Он снова взялся за старое – ведь когда к нему вернулись деньги, вернулись и былые привычки: собаки, лошади, вино в изобилии, бесконечные компании, грандиозные вечеринки и дебоши здесь, в большом доме. Некоторые говорили, что сэр Доминик подумывает о женитьбе, а другие – что нет. Но, так или иначе, его беспокоило нечто большее, чем обычные неприятности. И однажды ночью, никем не замеченный, сэр Доминик отправился в одинокий дубовый лес. Кажется, мой дедушка думал, будто его хозяин страдал из-за красивой молодой леди, в которую он был безумно влюблен и которую ревновал. Но это только предположение.
На этот раз сэр Доминик, оказавшись в лесу, испугался еще больше, чем когда-либо. И он уже собирался повернуться и убежать, когда перед ним появился не кто иной, как тот самый джентльмен, с которым он заключил договор. Дьявол сидел на большом камне под одним из деревьев. Но уже не прекрасный молодой человек в золотых кружевах и великолепной одежде предстал перед несчастным – теперь он был в лохмотьях и выглядел вдвое толще, чем прежде. Его лицо было перепачкано сажей, и на коленях лежал огромный стальной молот с рукояткой длиной в ярд. Тьма, сгустившаяся под деревом, не позволяла Доминику разглядеть старого знакомого достаточно ясно.
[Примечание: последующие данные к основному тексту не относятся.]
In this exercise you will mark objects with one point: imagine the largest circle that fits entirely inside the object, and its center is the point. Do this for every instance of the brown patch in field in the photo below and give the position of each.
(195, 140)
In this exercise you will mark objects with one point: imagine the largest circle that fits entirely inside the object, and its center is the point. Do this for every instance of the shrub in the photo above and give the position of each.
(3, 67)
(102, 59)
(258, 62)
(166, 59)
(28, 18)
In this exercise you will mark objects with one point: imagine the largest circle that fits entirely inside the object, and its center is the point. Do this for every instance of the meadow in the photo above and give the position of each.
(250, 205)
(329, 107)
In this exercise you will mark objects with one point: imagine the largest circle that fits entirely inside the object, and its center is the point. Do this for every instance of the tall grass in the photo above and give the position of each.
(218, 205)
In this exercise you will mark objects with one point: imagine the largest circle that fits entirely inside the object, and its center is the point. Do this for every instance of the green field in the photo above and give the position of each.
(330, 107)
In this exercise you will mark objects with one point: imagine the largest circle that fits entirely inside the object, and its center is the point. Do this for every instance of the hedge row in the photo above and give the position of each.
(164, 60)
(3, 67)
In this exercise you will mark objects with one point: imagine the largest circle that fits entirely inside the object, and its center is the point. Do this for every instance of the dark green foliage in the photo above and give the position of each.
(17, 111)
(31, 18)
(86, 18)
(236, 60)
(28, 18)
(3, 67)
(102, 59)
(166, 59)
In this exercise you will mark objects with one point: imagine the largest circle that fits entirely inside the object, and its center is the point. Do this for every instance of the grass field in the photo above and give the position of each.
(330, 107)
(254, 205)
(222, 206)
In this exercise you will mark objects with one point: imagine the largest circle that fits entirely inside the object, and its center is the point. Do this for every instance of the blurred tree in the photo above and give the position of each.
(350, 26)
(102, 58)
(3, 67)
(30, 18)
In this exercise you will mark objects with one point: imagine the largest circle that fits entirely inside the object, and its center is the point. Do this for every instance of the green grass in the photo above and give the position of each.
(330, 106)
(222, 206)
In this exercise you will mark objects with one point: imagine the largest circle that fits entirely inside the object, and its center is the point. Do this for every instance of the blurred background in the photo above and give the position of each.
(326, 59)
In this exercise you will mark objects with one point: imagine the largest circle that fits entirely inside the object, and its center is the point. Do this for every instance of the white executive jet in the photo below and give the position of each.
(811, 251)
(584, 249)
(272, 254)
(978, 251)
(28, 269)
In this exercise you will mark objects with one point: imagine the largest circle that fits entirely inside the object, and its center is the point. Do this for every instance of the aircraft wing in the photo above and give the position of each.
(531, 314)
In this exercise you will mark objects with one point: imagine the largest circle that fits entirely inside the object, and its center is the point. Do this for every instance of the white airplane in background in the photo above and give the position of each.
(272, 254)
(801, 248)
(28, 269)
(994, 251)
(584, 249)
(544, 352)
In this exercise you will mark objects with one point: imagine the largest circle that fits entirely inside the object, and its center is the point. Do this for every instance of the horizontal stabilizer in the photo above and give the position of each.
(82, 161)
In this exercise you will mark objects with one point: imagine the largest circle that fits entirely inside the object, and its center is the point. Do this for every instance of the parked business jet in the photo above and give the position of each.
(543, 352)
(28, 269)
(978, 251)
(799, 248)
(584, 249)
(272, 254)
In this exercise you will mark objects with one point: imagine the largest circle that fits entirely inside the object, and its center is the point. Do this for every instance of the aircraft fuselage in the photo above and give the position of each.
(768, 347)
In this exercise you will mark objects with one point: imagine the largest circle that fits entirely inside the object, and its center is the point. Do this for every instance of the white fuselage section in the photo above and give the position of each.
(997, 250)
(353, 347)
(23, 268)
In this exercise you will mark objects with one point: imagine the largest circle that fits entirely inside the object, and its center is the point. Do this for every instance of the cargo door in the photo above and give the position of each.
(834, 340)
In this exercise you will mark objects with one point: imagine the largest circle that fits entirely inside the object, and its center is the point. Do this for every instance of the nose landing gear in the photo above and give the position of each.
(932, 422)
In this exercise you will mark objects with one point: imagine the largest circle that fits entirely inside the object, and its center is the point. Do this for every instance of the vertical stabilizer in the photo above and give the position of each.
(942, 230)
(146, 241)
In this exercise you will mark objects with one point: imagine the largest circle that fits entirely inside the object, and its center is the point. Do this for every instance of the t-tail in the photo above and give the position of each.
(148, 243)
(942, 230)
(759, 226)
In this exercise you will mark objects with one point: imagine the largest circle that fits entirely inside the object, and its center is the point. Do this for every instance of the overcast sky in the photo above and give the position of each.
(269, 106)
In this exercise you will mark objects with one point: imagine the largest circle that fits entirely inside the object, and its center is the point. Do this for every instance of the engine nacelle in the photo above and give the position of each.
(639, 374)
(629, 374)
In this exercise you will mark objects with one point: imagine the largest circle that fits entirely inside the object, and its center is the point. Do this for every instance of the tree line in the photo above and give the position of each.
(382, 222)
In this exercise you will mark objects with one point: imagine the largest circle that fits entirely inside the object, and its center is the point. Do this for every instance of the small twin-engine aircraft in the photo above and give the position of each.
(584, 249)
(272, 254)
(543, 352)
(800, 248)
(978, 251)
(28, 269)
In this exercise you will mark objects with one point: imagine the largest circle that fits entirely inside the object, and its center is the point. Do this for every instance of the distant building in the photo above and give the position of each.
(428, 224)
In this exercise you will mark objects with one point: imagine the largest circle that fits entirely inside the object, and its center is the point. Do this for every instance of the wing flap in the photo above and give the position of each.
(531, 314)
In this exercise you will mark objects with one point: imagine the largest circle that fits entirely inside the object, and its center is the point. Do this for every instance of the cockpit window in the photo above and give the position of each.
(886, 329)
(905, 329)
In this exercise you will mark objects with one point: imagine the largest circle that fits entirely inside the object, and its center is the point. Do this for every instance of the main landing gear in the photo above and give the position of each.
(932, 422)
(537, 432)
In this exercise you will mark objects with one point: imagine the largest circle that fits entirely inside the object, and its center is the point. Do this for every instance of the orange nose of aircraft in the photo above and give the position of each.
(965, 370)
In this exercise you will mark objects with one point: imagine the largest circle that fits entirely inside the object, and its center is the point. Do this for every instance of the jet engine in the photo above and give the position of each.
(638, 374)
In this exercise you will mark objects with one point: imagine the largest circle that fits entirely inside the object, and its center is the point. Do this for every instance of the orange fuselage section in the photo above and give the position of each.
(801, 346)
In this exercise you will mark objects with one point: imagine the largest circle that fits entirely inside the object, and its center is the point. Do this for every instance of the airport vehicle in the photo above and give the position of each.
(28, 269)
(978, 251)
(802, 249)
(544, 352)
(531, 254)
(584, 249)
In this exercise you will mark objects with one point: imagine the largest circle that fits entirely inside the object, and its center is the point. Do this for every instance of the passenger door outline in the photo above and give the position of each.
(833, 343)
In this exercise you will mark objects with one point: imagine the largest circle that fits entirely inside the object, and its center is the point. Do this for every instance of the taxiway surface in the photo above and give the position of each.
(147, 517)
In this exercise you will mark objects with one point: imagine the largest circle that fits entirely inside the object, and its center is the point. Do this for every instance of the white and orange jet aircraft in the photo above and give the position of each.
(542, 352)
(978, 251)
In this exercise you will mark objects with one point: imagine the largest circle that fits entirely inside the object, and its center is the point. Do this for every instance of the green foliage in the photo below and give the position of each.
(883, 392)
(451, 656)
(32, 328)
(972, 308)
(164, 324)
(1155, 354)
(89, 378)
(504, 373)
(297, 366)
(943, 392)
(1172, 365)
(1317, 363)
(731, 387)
Джентльмен встал и оказался ужасно высоким. О чем они тогда беседовали, мой дед никогда не узнал. Но сэр Доминик после этого стал черен как ночь, ни разу не засмеялся и почти ни с кем не разговаривал, а только делался все мрачнее и мрачнее. С тех пор это существо, чем бы оно ни было, приходило к нему само по себе, хотел Доминик этого или нет, иногда в одном обличье, а иногда в другом, то в безлюдных местах, то прямо у дома поздними вечерами. Наконец Сарсфилд окончательно пал духом и послал за священником.
Пастор пробыл с ним долгое время и когда выслушал историю полностью, то немедленно поскакал за епископом. И епископ приехал сюда, в большой дом, на следующий день и дал сэру Доминику хороший совет: тот должен бросить играть в кости, ругаться, пить и водиться с дурной компанией. Напротив, ему следует начать вести благопристойную размеренную жизнь, пока не истечет срок семилетней сделки. И если дьявол не придет за ним через минуту после того, как пробьет полночь, в первое утро марта, это будет означать, что сделка недействительна и Сарсфилд в безопасности.
Оставалось не более восьми или десяти месяцев до истечения семи лет. Все это время Доминик жил в соответствии с советами епископа, выполняя все так строго, как если бы стал отшельником.
Что ж, вы можете догадаться, что чувствовал бедолага, когда наступило утро 28 февраля.
К нему пришел священник, и они вместе молились вон в той комнате. Это длилось, пока часы не пробили двенадцать ночи, и еще добрый час после. Ничего так и не случилось, никто не явился. Священник и Доминик пожали друг другу руки и расцеловались, как два товарища после победы в битве.